The post is the same length as a typical LinkedIn post. The shape is the difference. Same idea, with this shape, reads as a thesis. Without the shape, it would have read as an opinion.

The anti-slop test

Before I publish anything I think of as thought leadership, I run it through four checks. Any "no" means the post isn't ready.

  1. Is the first sentence a scene, or is it "I've been thinking about..."? If it's the second, rewrite the opener.
  2. Can I state the mechanism in one sentence and have it still be true and useful? If not, the post is a vibe, not an argument.
  3. Is there a specific wager I would defend if someone called it out in the comments? If the post ends with "what do you think?" you have a posture, not a position.
  4. Did I name one place I might be wrong? If the post is universally true in its own framing, it's slop.

The fastest way to fail test 2 is to write a post that could be the introduction to a longer thing. The mechanism should be a complete thought. "AI is changing marketing" is an introduction. "The buyer's champion is the unit of risk in B2B SaaS deals" is a mechanism.

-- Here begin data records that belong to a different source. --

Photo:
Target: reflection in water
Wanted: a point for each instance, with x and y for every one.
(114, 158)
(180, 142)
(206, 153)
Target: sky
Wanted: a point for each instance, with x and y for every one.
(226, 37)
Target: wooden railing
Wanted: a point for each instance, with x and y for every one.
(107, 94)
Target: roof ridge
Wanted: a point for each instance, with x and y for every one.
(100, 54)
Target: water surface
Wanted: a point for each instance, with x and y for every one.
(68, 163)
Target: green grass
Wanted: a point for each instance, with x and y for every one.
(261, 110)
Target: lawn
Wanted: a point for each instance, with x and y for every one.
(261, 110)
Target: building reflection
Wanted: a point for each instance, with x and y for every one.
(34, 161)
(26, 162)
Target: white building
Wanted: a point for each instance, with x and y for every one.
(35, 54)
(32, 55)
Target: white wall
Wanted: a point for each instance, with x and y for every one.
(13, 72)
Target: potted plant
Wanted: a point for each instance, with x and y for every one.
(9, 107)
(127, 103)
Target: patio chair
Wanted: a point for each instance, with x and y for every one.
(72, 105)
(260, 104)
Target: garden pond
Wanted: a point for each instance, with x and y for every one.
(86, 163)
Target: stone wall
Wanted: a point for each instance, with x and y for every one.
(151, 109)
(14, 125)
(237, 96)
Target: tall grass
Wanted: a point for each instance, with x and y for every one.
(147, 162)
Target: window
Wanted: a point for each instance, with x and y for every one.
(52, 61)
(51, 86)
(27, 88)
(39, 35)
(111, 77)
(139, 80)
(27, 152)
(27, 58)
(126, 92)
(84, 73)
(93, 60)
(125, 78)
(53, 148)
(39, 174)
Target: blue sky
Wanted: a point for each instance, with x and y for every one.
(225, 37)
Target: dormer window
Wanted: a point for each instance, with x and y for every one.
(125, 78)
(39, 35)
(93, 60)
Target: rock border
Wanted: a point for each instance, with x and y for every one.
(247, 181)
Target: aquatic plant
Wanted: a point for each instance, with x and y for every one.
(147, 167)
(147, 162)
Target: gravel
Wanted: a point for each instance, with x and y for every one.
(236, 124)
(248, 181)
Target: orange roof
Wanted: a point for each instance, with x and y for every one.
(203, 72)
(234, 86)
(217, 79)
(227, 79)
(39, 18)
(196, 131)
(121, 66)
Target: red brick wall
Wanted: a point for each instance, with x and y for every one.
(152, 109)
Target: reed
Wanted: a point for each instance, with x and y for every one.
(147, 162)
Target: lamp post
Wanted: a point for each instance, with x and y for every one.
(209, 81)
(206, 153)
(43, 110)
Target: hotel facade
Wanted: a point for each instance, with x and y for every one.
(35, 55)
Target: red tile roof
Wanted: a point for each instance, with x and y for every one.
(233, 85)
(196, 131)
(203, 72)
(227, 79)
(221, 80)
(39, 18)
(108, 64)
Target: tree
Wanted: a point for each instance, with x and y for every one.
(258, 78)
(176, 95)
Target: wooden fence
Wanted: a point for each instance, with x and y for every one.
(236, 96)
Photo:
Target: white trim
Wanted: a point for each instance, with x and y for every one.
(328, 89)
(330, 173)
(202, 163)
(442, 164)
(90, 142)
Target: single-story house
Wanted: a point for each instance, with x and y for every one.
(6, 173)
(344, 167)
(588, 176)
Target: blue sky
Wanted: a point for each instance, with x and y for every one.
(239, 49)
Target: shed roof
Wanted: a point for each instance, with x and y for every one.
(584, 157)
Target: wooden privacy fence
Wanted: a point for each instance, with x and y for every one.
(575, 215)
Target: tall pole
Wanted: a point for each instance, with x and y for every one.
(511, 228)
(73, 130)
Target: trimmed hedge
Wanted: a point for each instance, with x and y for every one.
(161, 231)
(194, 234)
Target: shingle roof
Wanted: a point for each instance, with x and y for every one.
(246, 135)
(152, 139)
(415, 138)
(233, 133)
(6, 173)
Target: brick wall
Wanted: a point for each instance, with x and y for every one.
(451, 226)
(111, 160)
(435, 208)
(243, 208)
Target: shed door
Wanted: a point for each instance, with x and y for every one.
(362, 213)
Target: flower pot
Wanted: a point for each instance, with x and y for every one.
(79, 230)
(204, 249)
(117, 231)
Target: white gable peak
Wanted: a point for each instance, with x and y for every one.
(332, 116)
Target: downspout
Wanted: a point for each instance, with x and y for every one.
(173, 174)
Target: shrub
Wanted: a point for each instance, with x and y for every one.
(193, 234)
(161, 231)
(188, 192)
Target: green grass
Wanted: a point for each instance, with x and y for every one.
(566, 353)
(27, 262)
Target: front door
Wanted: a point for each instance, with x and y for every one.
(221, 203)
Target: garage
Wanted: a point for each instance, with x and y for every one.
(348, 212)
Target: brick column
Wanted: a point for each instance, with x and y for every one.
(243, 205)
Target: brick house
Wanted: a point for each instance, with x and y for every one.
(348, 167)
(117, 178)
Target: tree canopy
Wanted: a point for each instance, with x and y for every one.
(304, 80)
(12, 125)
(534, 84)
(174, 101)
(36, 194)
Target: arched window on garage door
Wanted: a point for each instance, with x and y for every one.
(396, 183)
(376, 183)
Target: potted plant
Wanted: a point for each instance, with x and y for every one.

The quiet reason this works

Here's what I didn't appreciate until I started writing this way for about six months: the structure isn't really a content strategy. It's a selection mechanism. Once you commit to writing Scene → Mechanism → Wager → Limits, you can no longer publish on topics where you have nothing specific to say. The structure filters your own ideas.

This is the part that makes the post rare. Most marketers publish because publishing is the job. SMWL forces you to wait until you have a scene, then a mechanism, then a position. It is, in the worst case, an excuse to publish less. In the best case, it's an excuse to publish things that are still being texted to clients two years later.

If your feed has been full of the first kind of post lately, that's not your audience's fault. The structure is the difference. The CMO with 80K followers could have written the second kind. She just hadn't built the post for it.